SPACE.com -- Laser Propulsion: Wild Idea May Finally Shine:
"New laser propulsion experiments are throwing light on how to build future hypersonic aircraft and beam spacecraft into Earth orbit.

Indeed, a "Lightcraft revolution" could replace today's commercial jet travel. Passengers would be whisked from one side of the planet to the other in less than an hour - just enough time to get those impenetrable bags of peanuts open. Furthermore, beamed energy propulsion can make flight to orbit easy, instead of tenuous and dangerous.

That's the belief of Leik Myrabo an aerospace engineering professor at Rensselaer Polytechnic Institute in Troy, NY. He's an expert in directed energy applications, aerospace systems, space prime power, and advanced propulsion.

For the past three decades, Myrabo's burning desire has been to create and demonstrate viable concepts for non-chemical propulsion of future flight vehicles through his research and company Lightcraft Technologies, Inc., of Bennington, Vt.

"Typically, a new propulsion technology takes 25 years to mature...to the point where you can actually field it. Well, that time is now," Myrabo told SPACE.com.

. . .

"In the lab we're doing full-size engine segment tests for vehicles that will revolutionize access to space," Myrabo emphasized. "It's real hardware. It's real physics. We're getting real data...and it's not paper studies."

"Right now, we're chasing the data," Myrabo said. "When you fire into the engine, it's a real wallop. It sounds like a shotgun going off inside the lab. It's really loud."

The laser propulsion experiments, Myrabo added, are also relevant to launching nanosatellites (weighing 1 to 10 kilograms) and microsatellites (10 to 100 kilograms) into low Earth orbit."

Next stop before Mars? Perhaps L2?

Astronauts and technicians working and living at Lagrange points will develop the technologies needed to change the Mars mission from a visit into a colony. There is immediate, profitable work to be done at L2. Industry and people will always follow profits, and in this case civilization benefits enormously.

Why future astronauts may be sent to 'gravity holes' - space - 29 August 2009 - New Scientist:
". . .
Lagrange, or Lagrangian, points are great swathes of space where the gravitational acceleration from the Earth and the sun are exactly equal, letting objects stick there with very little effort.

Because they're far from warm stars and planets, they make useful havens for ultra-cold telescopes that measure fluctuations in the temperature of deep space.

The Wilkinson Microwave Anisotropy Probe (WMAP), which measures radiation from the big bang, lives at a Lagrange point called L2 more than 1 million kilometres away.
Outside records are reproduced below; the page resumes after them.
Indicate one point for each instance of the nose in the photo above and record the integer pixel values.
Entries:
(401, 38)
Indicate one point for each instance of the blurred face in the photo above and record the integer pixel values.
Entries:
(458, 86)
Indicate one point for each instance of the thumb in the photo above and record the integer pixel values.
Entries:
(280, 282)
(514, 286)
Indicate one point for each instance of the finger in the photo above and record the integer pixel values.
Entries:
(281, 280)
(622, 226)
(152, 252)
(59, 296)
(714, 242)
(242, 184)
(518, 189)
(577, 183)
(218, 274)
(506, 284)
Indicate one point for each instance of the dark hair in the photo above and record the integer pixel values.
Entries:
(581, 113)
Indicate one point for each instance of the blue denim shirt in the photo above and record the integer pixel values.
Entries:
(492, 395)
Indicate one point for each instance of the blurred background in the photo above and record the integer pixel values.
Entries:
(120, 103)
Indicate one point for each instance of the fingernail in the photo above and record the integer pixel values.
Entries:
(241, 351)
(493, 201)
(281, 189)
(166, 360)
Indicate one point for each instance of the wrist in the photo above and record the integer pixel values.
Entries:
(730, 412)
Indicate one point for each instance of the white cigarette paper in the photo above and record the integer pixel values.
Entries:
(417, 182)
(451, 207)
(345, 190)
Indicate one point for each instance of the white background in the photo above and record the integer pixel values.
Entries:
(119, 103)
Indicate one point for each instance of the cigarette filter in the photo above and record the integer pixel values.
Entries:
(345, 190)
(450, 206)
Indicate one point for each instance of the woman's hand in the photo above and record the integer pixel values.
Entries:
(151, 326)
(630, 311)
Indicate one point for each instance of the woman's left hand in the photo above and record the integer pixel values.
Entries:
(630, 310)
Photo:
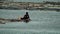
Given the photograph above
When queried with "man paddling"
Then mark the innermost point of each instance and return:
(26, 17)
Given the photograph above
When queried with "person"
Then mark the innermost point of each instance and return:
(26, 16)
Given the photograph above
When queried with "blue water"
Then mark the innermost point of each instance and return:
(43, 22)
(31, 0)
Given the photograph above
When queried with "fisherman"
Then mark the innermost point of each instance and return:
(26, 16)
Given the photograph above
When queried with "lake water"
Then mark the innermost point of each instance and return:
(43, 22)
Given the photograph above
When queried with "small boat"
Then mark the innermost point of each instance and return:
(15, 20)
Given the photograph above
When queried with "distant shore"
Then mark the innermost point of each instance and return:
(30, 5)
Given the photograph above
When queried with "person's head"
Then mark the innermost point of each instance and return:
(26, 13)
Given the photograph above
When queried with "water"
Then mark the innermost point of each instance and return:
(43, 22)
(32, 0)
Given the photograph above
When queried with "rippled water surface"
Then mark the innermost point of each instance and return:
(43, 22)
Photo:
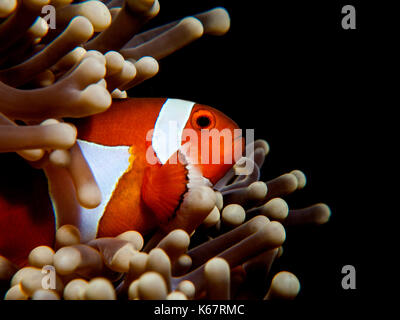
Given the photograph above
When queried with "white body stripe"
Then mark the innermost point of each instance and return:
(108, 164)
(168, 129)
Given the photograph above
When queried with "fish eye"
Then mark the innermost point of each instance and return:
(203, 119)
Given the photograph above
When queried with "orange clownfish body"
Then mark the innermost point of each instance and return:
(145, 155)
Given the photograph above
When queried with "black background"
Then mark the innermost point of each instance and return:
(316, 93)
(311, 89)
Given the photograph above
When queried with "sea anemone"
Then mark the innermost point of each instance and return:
(96, 53)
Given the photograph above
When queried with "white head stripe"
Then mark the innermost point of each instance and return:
(167, 135)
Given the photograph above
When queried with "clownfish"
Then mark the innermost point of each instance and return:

The successor to the Hubble Space Telescope, the massive James Webb Space Telescope, will also be sent to the spot, which lies in line with the sun and Earth . . .
. . .

But what would humans do there? One useful task is repairing and upgrading the new telescopes, like astronauts have done five times with Hubble.
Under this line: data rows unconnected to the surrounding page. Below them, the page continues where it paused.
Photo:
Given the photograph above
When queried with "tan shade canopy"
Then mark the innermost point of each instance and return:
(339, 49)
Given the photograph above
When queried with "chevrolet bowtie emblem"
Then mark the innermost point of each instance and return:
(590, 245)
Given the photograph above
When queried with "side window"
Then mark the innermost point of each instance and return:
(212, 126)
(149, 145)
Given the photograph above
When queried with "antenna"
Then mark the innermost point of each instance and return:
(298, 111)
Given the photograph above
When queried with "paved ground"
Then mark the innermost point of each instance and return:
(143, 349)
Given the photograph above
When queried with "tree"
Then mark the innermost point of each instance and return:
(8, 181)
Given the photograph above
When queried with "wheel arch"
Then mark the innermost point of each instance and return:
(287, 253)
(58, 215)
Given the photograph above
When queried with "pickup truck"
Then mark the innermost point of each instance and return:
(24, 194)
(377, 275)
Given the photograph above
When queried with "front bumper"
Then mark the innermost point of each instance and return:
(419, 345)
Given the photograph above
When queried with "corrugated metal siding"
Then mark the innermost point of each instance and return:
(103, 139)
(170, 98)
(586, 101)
"Hubble is probably the most productive scientific facility ever developed in the history of science, and it's largely because every four or five years, we take out the old instruments ... and go up with brand-new instruments that address different questions and embrace the latest technology," Lester says. "If we want to have humans having anything to do with these new telescopes, we really have to think about Lagrange points."

. . .

It takes surprisingly little energy to travel between these points. That's because massive bodies like the sun and planets have gravitational fields that resemble mountains and hills, but Lagrange points are all at gravitational lowlands. Once set on the right path, spacecraft can coast along the gravitational contours of space between these lowlands, as if travelling on an interplanetary superhighway.
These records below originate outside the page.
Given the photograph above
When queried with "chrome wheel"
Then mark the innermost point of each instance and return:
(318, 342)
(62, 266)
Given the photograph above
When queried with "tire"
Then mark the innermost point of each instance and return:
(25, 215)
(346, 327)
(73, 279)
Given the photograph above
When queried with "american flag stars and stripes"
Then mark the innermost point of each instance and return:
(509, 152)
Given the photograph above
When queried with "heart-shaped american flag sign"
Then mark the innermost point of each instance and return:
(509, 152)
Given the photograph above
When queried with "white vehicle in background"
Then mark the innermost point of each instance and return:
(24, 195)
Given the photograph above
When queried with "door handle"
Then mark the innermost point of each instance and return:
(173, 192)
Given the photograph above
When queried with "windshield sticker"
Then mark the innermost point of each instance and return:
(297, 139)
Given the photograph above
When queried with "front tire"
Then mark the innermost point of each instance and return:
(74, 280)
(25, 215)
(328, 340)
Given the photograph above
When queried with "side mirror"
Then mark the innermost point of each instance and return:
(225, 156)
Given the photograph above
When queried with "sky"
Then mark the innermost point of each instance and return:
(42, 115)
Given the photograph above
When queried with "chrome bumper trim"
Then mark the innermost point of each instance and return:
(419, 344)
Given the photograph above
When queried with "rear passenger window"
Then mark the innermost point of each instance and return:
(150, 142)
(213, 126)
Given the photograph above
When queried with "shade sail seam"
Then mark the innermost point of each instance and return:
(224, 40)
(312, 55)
"Going back and forth between Earth-sun Lagrange points and Earth-moon Lagrange points is pretty much a matter of giving the thing a swift kick," Lester told New Scientist.

Future astronauts could repair telescopes at a staging area at the nearest Earth-moon Lagrange point and send them sailing back to L2 when they're done. They could also assemble large telescopes or spaceships at the staging area and then send them out to farther-flung destinations.
. . .

Others see Lagrange points as stepping stones on the way to places like Mars.

"It's a convenient crossroads on the way to a place you really want to visit," says Lou Friedman, founder and executive director of the Planetary Society, a space advocacy group that supports sending astronauts to Mars.

"The place we all want to go is Mars. Stepping out into interplanetary space, Lagrange points present the nearest milestone to Earth that's still beyond the moon," Friedman told New Scientist.

Going to L2 would take about a month and communications from Earth would take about four seconds to arrive at L2, while a trip to Mars would take at least six months and would involve communications delays of about 20 minutes."

L5 Society - Wikipedia, the free encyclopedia:
"The name comes from the L4 and L5 Lagrangian points in the Earth-Moon system proposed as locations for the huge rotating space habitats that Dr. O'Neill envisioned. L4 and L5 are points of stable gravitational equilibrium located along the path of the moon's orbit, 60 degrees ahead or behind it.

An object placed in orbit around L5 (or L4) will remain there indefinitely without having to expend fuel to keep its position, whereas an object placed at L1, L2 or L3 (all points of unstable equilibrium) may have to expend fuel if it drifts off the point."